Transposons, or "jumping genes," make up roughly half of the human genome. Geneticists previously estimated that they replicate and insert themselves into new locations roughly one in every 20 live births.
New results, published in the June 25, 2010 issue of Cell, suggest that every newborn is likely to have a new transposon somewhere in his or her genome.
"Now it looks like every person might have a new insertion somewhere," says senior author Scott Devine, PhD, associate professor of medicine at the University of Maryland School of Medicine’s Institute for Genome Sciences. "This is an under-appreciated mechanism for continuing mutation of the human genome."
The research was initiated at Emory University School of Medicine, where Devine was in the Department of Biochemistry. First author Rebecca Iskow, PhD (now a postdoctoral fellow at Brigham & Women’s Hospital in Boston) was a graduate student at Emory. Two other papers on human transposons appear in the same issue of Cell.
Transposons resemble e-mail spam: short repeated sequences that have no obvious function other than making more of themselves. The full name for the type of transposon that is most abundant in the human genome is retrotransposon. The "retro" term comes from how they replicate: first, the DNA is transcribed (copied) into RNA, and the RNA is reverse-transcribed into DNA again. This process normally only happens during very early in development, when the cells that will become eggs and sperm have not turned down a separate path of differentiation.
"Transposons are the original selfish genes, and this strategy makes sense for them, because it makes sure new copies will get carried into the next generation," Devine says.
While working in Devine’s lab as a graduate student, Iskow devised a technique for "amplifying" the stretches of individual genomes that border transposons and reading thousands of the junctions with advanced sequencing techniques, then comparing them to the reference human genome.
"The basic problem was that a new insertion can be anywhere within three billion base pairs – how do you find it compared to all the other ones?" Devine says.

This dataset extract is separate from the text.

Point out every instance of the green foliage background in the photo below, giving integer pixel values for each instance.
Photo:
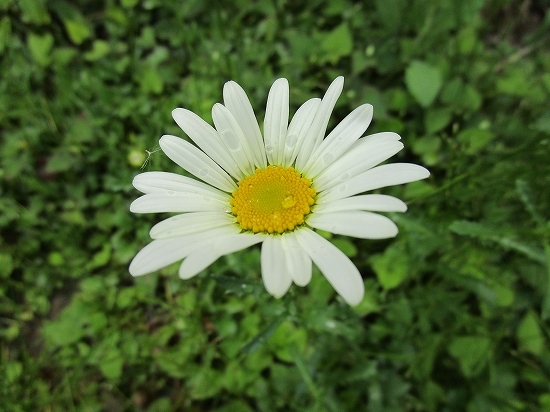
(456, 315)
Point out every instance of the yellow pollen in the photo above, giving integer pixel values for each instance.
(274, 200)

Ninety-seven percent of genomes the team surveyed had at least one rare insertion of the L1 variety of transposon that was present in only a single human in the study, and some genomes had several. Since the study surveyed 76 genomes, "rare" insertions could still be shared by large groups consisting of thousands of people. Rare insertions corresponded to the most recent transposons, which are less likely to have their jumping abilities impaired by other types of mutations.

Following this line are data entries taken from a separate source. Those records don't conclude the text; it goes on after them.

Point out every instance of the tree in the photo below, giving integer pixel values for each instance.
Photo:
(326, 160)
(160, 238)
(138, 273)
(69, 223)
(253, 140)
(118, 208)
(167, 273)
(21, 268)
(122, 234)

Devine’s team also showed that transposons frequently jump to new locations during the process of tumor formation. Surveying 20 lung tumors and comparing their genomes against the normal tissues they came from, the team found that six tumors had new transposon insertions that were not present in the normal adjacent tissues.
"This indicates that transposons are jumping in tumors and are generating a new kind of genomic instability," Devine says.
Transposons can inactivate tumor suppressor genes and can facilitate rearrangements that involve large stretches of chromosomes. Geneticists have already identified many transposons that interrupt genes and cause human diseases, including neurofibromatosis, hemophilia and breast cancer.
Scientists believe a process called methylation, which silences genes during differentiationalso shuts off transposons’ ability to jump. Analyzing the patterns of mutations in the lung tumors suggested that during tumor formation, modified methylation patterns may be allowing transposons to re-awaken, Devine says.
Several scientists from the Biomolecular Computing core facility and the Winship Cancer Institute of Emory University were involved in the research.